In this section, the data set, evaluation metrics, experimental and results are presented in detail to demonstrate the reliability of this model.

4.1 Experimental Data

The publicly available SpineSagT2WDataset3 is used to train and evaluate the segmentation performance of ICUnet++ . All data are collected with the same equipment, and the magnetic field strength is 3.0 T. The dataset contains sagittal T2-weighted volume data from 195 spinal patients, such as lumbar disc herniation and lumbar disc degeneration. The ground truth (GT) of the dataset is manually drawn by the medical imaging expert with a vertebral label of 1 and a background label of 0. The 3D volume data are converted into 2460 slice 2D images of 880 × 880 pixels.

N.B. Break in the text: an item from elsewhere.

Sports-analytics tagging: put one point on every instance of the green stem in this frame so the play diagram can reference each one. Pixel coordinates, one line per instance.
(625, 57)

Each spinal slice 2D image contains at least eight vertebrae. The preprocessing operation is to adjust the image pixels, and the pixel size after adjustment is 256 × 256.

4.2 Evaluation metrics

In this study, intersection over union (IoU), dice similarity coefficient (DSC), true positive rate (TPR), and positive predictive value (PPV) are selected to evaluate the performance of the network model. IoU and DSC are used to evaluate the similarity. TPR describes the proportion of true positive samples to all positive samples. The larger the TPR indicates the less missed identification, and the smaller the TPR indicates the more missed identification. PPV is the proportion of true positive samples to all predicted positive samples. The larger PPV indicates fewer false detections, and the smaller PPV indicates more false detections. The above four metrics are defined as follows.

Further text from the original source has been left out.